On Thanksgiving Day 1988, unbeknownst to all of us, one of the cats pissed on the stove. Sometimes a smell indelibly sears itself onto your memory bank, and that incident, fairly and unfairly, confirmed the fact that my grandmother was a disaster in the kitchen. It’s not like she put the cat on the burner herself. But her cooking was atrocious, and the cat burner fiasco definitively created a Pavlovian connection between grandmother and food.

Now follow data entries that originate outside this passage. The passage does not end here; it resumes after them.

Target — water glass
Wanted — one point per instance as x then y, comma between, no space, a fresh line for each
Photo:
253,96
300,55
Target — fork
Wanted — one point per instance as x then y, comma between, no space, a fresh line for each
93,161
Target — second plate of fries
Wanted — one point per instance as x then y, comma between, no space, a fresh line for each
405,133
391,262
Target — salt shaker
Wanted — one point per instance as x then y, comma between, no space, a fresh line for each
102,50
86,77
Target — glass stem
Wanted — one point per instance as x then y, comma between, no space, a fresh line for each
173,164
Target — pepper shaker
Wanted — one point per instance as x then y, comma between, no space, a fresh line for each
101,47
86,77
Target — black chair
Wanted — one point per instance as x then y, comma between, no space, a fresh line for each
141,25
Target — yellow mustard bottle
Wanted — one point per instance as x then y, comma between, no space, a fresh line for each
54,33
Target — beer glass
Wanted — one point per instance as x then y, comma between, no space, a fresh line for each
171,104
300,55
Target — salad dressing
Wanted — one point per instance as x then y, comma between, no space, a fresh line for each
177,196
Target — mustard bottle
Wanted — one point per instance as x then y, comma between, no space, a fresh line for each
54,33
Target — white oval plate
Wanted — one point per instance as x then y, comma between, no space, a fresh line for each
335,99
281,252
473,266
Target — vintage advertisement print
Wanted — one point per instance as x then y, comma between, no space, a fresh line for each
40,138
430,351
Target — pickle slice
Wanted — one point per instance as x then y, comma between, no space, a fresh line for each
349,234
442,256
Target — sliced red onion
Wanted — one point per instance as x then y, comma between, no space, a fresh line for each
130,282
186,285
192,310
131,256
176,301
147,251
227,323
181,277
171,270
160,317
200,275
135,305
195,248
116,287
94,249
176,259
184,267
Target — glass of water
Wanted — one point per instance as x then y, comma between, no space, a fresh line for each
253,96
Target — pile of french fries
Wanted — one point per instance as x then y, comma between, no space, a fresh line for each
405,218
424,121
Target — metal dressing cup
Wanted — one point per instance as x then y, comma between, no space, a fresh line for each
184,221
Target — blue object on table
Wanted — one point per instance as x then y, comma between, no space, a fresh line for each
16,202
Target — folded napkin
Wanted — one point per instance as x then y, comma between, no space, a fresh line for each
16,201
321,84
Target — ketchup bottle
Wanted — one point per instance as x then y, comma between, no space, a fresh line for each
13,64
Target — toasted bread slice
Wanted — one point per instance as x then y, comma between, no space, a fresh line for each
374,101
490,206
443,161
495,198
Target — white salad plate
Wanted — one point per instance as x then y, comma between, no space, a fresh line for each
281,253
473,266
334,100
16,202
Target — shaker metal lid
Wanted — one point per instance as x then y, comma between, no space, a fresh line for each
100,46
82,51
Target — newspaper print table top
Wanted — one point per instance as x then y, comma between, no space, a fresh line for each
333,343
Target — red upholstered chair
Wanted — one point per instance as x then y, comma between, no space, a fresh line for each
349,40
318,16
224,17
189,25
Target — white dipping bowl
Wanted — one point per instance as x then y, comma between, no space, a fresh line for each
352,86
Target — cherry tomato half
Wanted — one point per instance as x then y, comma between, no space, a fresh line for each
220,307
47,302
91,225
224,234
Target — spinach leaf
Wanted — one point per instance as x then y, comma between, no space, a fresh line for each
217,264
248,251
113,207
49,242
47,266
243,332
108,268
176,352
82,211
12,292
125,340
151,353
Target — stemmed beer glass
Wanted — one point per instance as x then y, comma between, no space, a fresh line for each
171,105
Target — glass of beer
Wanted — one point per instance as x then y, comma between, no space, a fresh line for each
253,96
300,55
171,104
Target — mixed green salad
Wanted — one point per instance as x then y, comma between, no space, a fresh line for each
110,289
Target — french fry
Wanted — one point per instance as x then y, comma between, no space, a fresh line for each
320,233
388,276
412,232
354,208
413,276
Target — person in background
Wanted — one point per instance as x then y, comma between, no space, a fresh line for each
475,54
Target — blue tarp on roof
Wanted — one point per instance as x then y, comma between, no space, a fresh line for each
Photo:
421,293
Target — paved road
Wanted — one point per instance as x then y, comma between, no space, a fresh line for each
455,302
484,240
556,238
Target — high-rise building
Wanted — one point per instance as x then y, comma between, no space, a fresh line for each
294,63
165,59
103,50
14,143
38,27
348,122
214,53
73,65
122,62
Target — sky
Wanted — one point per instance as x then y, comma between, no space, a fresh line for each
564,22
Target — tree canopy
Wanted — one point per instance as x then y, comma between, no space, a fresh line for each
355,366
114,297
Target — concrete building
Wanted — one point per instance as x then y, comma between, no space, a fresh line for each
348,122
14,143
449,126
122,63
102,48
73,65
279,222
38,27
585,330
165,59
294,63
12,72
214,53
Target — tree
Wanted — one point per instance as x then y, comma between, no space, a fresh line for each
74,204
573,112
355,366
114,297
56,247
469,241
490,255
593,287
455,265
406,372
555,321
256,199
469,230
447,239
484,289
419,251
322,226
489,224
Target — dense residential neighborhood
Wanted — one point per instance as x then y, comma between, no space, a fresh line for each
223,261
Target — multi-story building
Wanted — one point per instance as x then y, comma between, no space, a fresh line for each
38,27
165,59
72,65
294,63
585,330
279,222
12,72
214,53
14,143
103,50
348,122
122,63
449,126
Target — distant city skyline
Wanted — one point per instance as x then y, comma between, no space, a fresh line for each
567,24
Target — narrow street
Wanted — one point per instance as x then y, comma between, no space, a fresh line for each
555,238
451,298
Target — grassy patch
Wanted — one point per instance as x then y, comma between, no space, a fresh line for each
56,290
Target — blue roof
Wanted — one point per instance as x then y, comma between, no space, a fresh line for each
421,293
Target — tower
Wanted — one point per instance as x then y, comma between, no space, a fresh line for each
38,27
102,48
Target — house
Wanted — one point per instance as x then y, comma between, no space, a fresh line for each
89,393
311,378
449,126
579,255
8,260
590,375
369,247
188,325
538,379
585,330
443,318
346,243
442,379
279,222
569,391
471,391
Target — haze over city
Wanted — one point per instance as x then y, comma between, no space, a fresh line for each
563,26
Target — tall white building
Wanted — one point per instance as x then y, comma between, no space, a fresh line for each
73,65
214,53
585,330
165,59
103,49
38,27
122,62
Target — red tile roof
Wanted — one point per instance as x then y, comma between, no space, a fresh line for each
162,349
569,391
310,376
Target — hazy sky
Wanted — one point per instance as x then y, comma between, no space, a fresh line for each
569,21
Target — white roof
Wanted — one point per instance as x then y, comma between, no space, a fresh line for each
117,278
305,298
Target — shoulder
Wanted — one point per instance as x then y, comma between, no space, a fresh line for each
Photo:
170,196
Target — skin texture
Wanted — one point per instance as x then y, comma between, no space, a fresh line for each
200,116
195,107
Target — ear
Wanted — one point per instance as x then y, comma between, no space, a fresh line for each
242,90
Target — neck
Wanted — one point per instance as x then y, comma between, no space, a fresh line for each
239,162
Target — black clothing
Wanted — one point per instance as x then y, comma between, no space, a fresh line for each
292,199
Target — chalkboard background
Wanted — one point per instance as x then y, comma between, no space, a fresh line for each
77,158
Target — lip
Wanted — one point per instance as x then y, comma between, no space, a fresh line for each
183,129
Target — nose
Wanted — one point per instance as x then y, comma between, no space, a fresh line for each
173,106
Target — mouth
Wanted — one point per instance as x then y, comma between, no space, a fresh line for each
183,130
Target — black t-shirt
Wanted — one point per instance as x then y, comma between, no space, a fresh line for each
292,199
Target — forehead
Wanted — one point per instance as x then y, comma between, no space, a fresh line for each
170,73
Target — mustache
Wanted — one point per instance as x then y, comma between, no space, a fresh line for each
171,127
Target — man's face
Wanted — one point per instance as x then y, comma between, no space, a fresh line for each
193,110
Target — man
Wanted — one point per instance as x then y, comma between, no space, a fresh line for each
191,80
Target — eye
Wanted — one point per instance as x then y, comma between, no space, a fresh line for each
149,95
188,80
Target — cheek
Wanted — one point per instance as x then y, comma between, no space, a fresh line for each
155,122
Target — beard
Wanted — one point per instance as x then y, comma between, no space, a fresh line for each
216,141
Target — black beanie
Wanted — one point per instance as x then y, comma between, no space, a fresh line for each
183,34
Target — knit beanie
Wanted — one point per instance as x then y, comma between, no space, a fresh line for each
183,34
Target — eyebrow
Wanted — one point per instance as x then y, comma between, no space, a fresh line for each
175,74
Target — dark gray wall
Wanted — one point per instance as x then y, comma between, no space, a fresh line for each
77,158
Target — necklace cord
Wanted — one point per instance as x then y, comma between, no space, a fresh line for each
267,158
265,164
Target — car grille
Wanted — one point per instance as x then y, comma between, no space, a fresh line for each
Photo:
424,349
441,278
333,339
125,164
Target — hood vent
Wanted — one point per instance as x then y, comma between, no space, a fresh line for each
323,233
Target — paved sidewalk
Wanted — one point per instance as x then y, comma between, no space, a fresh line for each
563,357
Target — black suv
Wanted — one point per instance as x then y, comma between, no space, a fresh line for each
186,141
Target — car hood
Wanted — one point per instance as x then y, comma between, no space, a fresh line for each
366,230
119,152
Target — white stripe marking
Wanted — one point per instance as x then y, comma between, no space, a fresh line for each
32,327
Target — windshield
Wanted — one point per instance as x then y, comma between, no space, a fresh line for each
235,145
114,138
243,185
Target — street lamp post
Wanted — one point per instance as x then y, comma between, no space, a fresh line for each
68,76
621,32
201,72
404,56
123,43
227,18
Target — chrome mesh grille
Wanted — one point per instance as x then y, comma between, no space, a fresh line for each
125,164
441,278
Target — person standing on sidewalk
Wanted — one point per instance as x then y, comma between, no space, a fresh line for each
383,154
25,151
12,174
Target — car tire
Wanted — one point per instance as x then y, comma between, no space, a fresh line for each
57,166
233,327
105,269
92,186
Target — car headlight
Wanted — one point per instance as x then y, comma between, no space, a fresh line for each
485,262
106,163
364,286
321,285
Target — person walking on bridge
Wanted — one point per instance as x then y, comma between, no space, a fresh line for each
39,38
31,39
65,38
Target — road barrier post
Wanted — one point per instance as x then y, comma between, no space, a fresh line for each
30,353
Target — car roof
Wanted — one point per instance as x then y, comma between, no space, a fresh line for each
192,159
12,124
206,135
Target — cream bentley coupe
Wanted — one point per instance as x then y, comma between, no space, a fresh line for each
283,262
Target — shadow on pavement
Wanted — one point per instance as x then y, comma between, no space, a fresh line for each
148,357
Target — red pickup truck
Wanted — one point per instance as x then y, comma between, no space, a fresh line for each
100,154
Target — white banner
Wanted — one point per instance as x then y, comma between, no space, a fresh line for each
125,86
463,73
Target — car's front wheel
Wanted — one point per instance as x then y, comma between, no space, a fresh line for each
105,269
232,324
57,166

Her specialty, as it were, was pork chops and biscuits. Specifically, Shake ‘n Bake pork chops. She always managed to find these tough little chops that were mostly bone, and the Shake ‘n Bake coating would slide off in a greasy sheet. The biscuits were made from scratch, possibly out of rocks. Nary a hint of flake in these things.
Many nights my brother and friends and I would make a show of eating, and then bring dinner outside for games of Pork Chop Toss and Biscuit Shooting. The house down the hill was maybe 300 yards away, and with a good flick of the wrist and a good crust on the snow, a pork chop could make it a long way toward the property line. And a biscuit could take two BBs at close range and barely even flinch.
All was almost lost, but not all: gram made the most amazing donuts from scratch.
On frigid winter mornings, we would come downstairs and find her covered in flour and stirring a fresh batch in boiling Crisco. They were spectacular! Unless, and until, you bit into a “prize” donut and found yourself choking on a nice big clump of gray hair. Those mornings we quickly turned to heaping bowls of Boo-Berries or Fruity Pebbles, saving the remaining donuts for bird feed and target practice.
She tried, and I loved her for the effort. And we certainly didn’t go without. But the woman was an absolute nightmare around the stove, with or without the noxious fumes of burning cat urine.